Chi jazz diva Patricia Barber, in for a two-week Gotham gig at Le Jazz au Bar, invests her hour with a cunning vocal seductiveness, a bracing piano approach that really swings and an imaginative sense of improvisation. Barber's manner is relaxed and assured, her intonation virtually faultless. Her nearly vibrato-free style exudes warmth, and she displays a nice sense of timing and nuance.

Barber has developed an affectingly personal style. As a composer, she reveals an edgy, explorative gift for soul-searching and plumbing the depths of a soiled heart. A new original, 'The Hours," focuses on the dubious endurance of a dark-to-dawn relationship. For the suffering torchbearers, she summons images of Goya, darkest indigo and pelting rain with "If I Were Blue," a song of defining gloom.

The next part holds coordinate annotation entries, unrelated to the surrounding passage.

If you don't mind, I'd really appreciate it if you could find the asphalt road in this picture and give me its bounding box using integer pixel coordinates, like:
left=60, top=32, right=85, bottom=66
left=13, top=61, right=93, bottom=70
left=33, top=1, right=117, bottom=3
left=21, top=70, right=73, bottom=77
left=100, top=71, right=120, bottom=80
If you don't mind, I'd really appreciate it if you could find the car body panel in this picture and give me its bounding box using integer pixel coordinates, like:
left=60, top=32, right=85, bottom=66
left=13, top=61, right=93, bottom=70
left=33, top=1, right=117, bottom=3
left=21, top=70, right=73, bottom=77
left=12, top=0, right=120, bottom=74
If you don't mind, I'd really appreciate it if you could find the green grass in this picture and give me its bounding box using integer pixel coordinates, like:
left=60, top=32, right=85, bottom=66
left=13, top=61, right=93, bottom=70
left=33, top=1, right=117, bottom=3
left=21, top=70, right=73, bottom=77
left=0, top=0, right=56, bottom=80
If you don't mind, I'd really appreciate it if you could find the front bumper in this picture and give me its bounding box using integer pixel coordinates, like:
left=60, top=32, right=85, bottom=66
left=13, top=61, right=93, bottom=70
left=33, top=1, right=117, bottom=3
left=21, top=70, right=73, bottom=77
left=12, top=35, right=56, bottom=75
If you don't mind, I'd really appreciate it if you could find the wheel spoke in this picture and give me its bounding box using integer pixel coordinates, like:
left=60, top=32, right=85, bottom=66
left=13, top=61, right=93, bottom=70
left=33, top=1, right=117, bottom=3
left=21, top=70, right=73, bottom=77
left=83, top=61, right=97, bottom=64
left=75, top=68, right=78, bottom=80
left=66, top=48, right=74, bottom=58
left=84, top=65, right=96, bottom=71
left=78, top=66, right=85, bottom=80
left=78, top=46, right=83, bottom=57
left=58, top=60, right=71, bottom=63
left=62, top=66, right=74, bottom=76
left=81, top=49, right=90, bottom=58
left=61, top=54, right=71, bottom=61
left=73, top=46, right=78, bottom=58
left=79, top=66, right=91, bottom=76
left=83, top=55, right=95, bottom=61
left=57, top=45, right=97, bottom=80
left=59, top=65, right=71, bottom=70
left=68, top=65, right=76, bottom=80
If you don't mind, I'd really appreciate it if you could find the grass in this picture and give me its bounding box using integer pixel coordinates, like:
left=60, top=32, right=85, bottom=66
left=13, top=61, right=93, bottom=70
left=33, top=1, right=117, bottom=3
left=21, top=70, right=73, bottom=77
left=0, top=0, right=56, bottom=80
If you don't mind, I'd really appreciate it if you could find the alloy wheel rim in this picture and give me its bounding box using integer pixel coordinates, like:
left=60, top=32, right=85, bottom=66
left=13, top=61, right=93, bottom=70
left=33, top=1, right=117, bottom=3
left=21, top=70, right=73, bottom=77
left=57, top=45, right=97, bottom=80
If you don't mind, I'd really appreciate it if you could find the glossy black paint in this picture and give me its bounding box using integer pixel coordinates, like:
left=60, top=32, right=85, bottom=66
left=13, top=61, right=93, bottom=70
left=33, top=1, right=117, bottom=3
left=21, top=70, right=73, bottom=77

Barber's "Danson la Gigue" is a quaintly infectious, romantic bit of French chanson from her most recent Blue Note CD, "Live: A Fortnight in France."

She sings with smoothly lacquered alto tones, and the delivery is decidedly whispery and subtle. If she doesn't appear to bond comfortably with her audience, it might be due to the intensity of her relationship with her wonderfully supportive musicians.

The opening week of her stint featured vibes master Joe Locke sitting in for guitarist Neal Alher, who rejoins the act Wednesday. Locke offered up a hard-driving bop turn on Dizzy Gillespie's "Groovin' High," set to the playfully buoyant chord changes for "Whispering," a classic joyride for any musician, and the quartet exhibited splendidly bold and hard-swinging exchanges.

"Alone Together" united the quartet in a long, restlessly poetic turn on the languorous Arthur Schwartz melody. Locke played with a tasteful and inventive rakishness, and drummer Eric Montzka was showcased with an adventurous solo on the exotic Juan Tizol-Duke Ellington standard "Caravan." Rhythmically virile and infectious, Barber led the group to a heightened finale.

"Light My Fire," a sultry and sexy expression of smoldering embers, was a supremely melodic encore. Barber is a welcome addition to the ranks of flowering jazz babies Diana Krall, Stacey Kent and Karrin Allyson.